Let's be honest. Today audiences keep flocking to the cinemas mainly thanks to the wow factor of 3D movies. 3D technology keeps cinemas afloat, because 2D movies can be now downloaded for free via multiple on-file sharing directories and enjoyed at home. Piracy of 2D movies is thus not a new notion unlike 3D film piracy. Some say that on The Pirate Bay you can find ripped Piranha 3DD and Jackass 3D, both converted to anaglyph red-cyan video. So is it the beginning of 3D film piracy movement or just a random exception?
For all of us movie piracy is not a new thing. It functions on a global scale and has occurred rather long time ago in two ways: by recording a movie with a hidden camcorder in the theatre or making a copy of DVD screeners. Nowadays 90 percent of pirated new releases are made using that camcorder trick. But the interesting thing about pirating 3D movies is that they can't be actually recorded with a camcorder in the theatre unlike “flat” 2D movies. For a camcorder it's just impossible to record and separate two different images of a 3D movie projected onto the cinema screen. For those of you who are not familiar with the 3D technology used in cinemas: 3D film is made up of two image projections of differently polarized light. All polarized light waves of an image have the same angle of vibration. 3D glasses worn by cinema viewers filter one strain of polarized light waves to each eye, thus creating two different images for each eye. Those two images are then combined and perceived by your brain as a 3D image. So camcorders aren't much use for pirating in 3D, because all pirates will end up with is a blurry image. One may cheerfully exclaim “That's it! 3D pirates will not pass! ” And that is true, but not exactly so.

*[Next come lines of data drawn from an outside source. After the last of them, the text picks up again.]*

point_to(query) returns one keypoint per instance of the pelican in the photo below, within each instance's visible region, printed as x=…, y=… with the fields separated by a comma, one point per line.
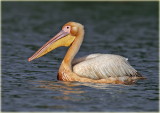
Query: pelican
x=95, y=68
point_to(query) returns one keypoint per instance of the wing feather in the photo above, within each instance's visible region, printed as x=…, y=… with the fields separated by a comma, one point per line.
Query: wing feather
x=102, y=66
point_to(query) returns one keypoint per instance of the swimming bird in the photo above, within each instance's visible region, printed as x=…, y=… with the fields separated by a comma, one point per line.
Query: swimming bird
x=95, y=68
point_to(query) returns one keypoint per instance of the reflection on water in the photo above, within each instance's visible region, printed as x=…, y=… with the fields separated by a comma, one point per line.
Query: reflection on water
x=130, y=31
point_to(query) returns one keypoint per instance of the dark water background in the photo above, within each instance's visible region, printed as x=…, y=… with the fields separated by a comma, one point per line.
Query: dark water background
x=129, y=29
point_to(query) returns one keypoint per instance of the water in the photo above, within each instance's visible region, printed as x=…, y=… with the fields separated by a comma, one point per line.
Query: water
x=129, y=29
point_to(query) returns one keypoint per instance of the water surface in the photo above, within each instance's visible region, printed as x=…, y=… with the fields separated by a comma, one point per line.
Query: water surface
x=129, y=29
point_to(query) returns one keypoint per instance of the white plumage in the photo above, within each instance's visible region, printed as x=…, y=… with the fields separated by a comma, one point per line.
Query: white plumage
x=103, y=66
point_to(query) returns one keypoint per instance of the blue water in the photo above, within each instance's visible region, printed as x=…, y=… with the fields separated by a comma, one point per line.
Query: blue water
x=129, y=29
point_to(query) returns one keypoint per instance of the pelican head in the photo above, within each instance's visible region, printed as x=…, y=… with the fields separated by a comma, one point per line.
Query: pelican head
x=64, y=38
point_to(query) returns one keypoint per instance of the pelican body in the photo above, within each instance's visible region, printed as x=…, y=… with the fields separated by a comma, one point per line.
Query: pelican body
x=95, y=68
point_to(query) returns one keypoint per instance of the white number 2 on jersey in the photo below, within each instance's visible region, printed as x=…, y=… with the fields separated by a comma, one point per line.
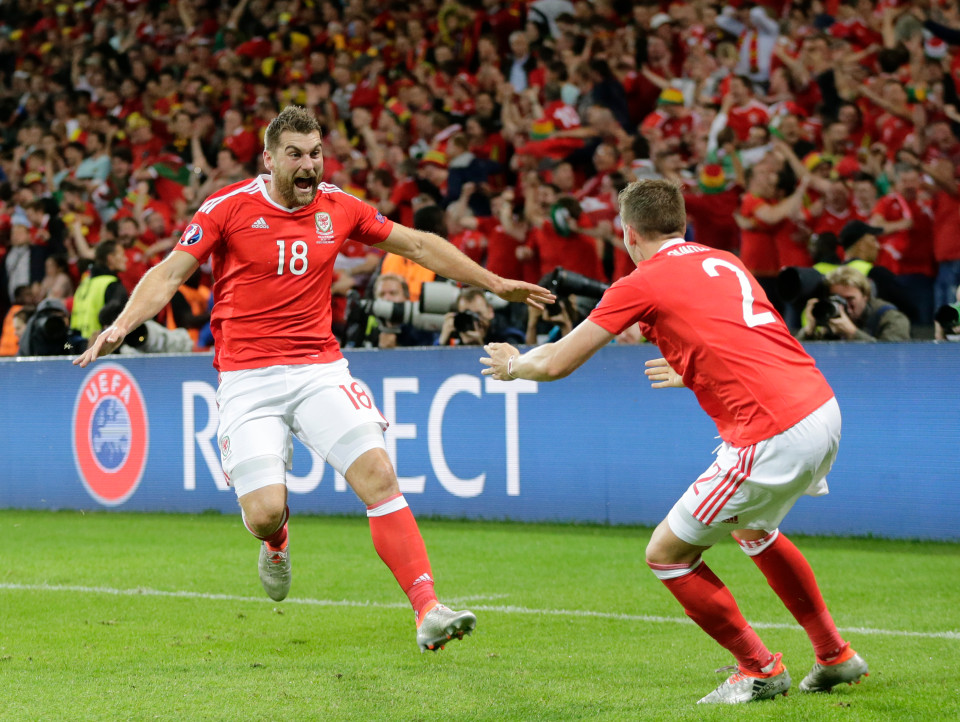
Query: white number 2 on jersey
x=298, y=257
x=749, y=317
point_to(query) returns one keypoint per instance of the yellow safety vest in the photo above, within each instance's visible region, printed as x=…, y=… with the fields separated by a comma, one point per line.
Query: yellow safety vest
x=88, y=299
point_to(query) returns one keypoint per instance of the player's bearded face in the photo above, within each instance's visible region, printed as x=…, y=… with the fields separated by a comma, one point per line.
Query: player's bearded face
x=297, y=168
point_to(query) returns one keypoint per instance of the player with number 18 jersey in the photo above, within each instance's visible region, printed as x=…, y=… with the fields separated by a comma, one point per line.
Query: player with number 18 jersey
x=713, y=324
x=273, y=268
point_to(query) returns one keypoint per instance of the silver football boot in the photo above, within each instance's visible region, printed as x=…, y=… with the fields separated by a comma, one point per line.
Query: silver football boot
x=741, y=687
x=442, y=624
x=274, y=568
x=824, y=677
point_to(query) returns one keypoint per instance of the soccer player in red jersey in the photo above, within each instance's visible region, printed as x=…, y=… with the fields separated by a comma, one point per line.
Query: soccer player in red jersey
x=273, y=241
x=776, y=414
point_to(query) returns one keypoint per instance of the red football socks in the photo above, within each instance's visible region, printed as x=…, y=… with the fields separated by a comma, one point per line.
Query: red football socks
x=397, y=540
x=789, y=575
x=708, y=602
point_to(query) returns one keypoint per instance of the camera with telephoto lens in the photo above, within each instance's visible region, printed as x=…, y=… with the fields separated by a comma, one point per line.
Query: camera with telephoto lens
x=829, y=308
x=393, y=315
x=797, y=284
x=466, y=321
x=948, y=316
x=561, y=282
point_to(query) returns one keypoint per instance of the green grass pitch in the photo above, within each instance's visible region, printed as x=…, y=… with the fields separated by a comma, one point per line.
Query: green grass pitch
x=115, y=616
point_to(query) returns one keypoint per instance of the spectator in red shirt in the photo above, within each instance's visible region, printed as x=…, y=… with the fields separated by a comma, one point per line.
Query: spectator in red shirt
x=761, y=215
x=671, y=121
x=244, y=143
x=711, y=208
x=895, y=216
x=745, y=110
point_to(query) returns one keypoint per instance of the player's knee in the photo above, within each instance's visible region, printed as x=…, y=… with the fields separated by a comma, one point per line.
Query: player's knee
x=262, y=492
x=373, y=478
x=381, y=479
x=263, y=518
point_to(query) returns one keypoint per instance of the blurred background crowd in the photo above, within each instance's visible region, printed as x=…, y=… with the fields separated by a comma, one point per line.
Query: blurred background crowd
x=816, y=137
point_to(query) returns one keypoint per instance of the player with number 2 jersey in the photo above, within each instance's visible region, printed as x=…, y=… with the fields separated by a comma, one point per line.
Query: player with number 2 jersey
x=777, y=416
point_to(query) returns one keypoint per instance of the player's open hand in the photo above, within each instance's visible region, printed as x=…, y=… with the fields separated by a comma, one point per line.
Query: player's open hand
x=662, y=375
x=499, y=361
x=528, y=293
x=104, y=344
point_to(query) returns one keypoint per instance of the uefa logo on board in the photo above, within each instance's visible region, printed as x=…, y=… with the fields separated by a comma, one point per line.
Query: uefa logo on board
x=110, y=434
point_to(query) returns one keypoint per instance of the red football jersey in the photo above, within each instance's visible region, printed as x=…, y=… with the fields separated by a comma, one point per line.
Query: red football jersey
x=273, y=268
x=714, y=325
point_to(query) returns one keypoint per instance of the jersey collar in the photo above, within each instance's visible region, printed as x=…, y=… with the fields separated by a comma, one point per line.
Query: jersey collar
x=669, y=244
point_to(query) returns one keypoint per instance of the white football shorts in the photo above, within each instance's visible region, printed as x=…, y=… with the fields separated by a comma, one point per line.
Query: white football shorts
x=753, y=487
x=260, y=410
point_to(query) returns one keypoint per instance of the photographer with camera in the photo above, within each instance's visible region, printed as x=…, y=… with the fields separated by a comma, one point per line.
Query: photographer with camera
x=475, y=323
x=850, y=313
x=393, y=288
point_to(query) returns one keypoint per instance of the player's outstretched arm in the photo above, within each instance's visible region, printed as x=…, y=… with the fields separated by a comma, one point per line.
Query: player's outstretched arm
x=548, y=362
x=662, y=375
x=153, y=292
x=443, y=258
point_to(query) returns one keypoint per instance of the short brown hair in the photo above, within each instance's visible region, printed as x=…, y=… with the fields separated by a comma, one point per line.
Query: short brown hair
x=653, y=208
x=293, y=119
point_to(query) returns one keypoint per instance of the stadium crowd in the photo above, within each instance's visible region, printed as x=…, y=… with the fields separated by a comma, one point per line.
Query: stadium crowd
x=508, y=126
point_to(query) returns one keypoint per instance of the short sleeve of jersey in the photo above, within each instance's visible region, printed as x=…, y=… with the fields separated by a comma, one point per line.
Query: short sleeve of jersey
x=369, y=226
x=403, y=192
x=623, y=304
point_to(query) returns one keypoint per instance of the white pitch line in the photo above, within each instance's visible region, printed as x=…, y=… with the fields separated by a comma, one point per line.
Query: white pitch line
x=147, y=592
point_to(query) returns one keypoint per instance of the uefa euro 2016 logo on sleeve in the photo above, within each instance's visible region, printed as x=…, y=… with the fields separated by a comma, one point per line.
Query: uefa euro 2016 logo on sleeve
x=110, y=434
x=191, y=234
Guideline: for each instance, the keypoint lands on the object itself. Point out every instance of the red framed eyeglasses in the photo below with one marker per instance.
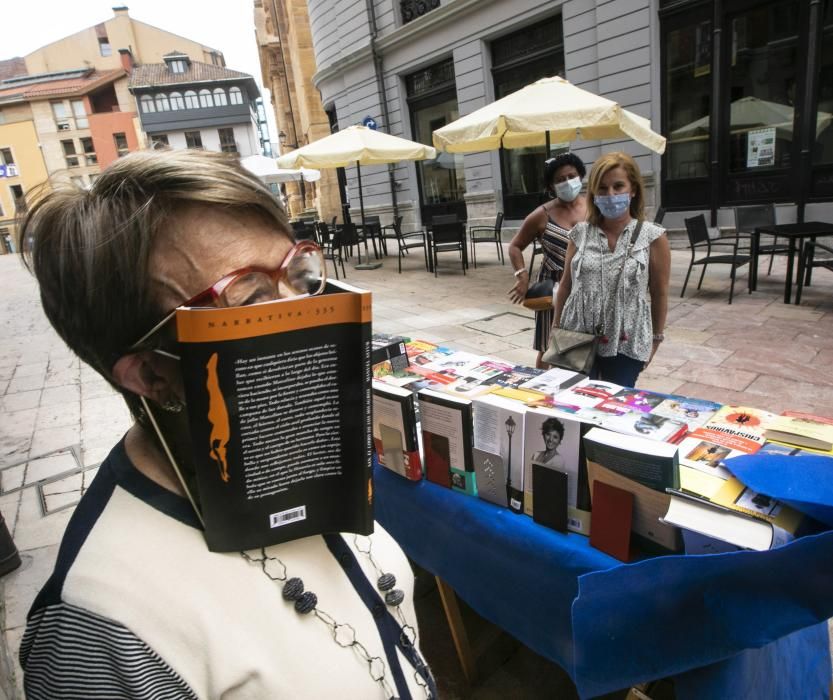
(302, 272)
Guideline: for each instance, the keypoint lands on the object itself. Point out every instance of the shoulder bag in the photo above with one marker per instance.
(575, 350)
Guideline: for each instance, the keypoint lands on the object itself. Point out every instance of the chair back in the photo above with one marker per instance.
(698, 231)
(747, 219)
(498, 223)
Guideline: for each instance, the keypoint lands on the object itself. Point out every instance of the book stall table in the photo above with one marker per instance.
(739, 624)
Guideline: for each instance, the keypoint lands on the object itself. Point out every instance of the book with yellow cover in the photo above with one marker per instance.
(802, 430)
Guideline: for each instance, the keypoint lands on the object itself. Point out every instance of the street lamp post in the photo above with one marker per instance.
(513, 495)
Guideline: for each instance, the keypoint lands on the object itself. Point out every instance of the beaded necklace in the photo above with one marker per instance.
(306, 602)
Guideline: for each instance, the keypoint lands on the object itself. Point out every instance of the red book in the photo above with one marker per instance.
(610, 527)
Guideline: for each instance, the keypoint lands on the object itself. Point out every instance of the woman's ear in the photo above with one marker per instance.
(149, 374)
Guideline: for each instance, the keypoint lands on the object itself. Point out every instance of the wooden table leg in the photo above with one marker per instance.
(458, 630)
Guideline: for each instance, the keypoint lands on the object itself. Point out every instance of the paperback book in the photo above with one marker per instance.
(447, 440)
(395, 430)
(279, 408)
(499, 431)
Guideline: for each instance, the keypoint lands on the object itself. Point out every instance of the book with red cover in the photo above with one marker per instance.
(610, 529)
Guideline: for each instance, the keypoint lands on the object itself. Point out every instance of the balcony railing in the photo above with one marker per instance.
(414, 9)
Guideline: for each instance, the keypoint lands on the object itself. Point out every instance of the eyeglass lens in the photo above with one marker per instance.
(304, 274)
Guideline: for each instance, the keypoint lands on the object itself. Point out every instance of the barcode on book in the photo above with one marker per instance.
(286, 517)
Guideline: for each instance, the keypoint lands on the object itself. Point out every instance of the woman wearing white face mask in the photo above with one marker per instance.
(616, 273)
(550, 224)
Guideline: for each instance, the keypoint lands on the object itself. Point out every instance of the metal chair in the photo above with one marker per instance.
(330, 242)
(808, 261)
(448, 234)
(492, 237)
(699, 238)
(747, 219)
(409, 241)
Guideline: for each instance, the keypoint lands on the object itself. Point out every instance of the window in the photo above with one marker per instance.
(823, 151)
(80, 114)
(69, 153)
(120, 139)
(193, 139)
(220, 99)
(519, 59)
(18, 198)
(59, 111)
(227, 143)
(89, 150)
(432, 98)
(764, 42)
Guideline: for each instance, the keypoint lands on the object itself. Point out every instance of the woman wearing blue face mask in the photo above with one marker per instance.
(616, 284)
(550, 224)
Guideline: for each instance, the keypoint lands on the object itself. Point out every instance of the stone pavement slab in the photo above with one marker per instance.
(757, 351)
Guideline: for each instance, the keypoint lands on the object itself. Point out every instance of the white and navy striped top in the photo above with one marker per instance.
(137, 607)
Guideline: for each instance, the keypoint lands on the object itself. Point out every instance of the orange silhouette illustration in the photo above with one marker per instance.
(218, 417)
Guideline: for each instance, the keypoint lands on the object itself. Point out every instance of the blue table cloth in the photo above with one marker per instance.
(741, 624)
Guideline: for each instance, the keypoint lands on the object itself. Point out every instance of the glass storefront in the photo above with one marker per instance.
(519, 59)
(432, 99)
(749, 118)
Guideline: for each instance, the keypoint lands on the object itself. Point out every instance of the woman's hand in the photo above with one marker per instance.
(518, 293)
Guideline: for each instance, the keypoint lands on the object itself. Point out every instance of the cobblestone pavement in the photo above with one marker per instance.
(59, 418)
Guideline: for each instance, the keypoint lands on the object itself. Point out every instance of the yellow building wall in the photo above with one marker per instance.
(147, 43)
(22, 138)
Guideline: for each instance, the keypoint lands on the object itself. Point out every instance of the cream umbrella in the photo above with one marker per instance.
(549, 110)
(356, 145)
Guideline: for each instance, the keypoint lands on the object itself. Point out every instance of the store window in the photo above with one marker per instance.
(193, 139)
(70, 156)
(120, 140)
(687, 92)
(518, 59)
(432, 99)
(80, 114)
(823, 151)
(762, 84)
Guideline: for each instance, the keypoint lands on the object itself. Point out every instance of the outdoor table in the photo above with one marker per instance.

As we know movie pirates are not those Pirates of the Caribbean as one may have thought, but some very enthusiastic, tech-savvy individuals, who are eager to rip off licensed DVDs for further distribution. And though it's hard to rip off a 3D Blue-Ray disc, because the technology is rather new, pirates are pirates and they will be mastering their skills as the more 3D movies will be released. And the tendency is that with the improvement of 3D technology the 3D TV market will also offer 3D TV sets for lower prices. That means the demand for 3D content will grow and this will be a great incentive for pirates not to give up and perfect their mastery.
In order to fight piracy studios will be adding extra security for their discs to prevent copying both polarized images at once. But such measures are unlikely to stop pirates on their way; 3D film piracy will soon be as common as the 2D counterpart is today.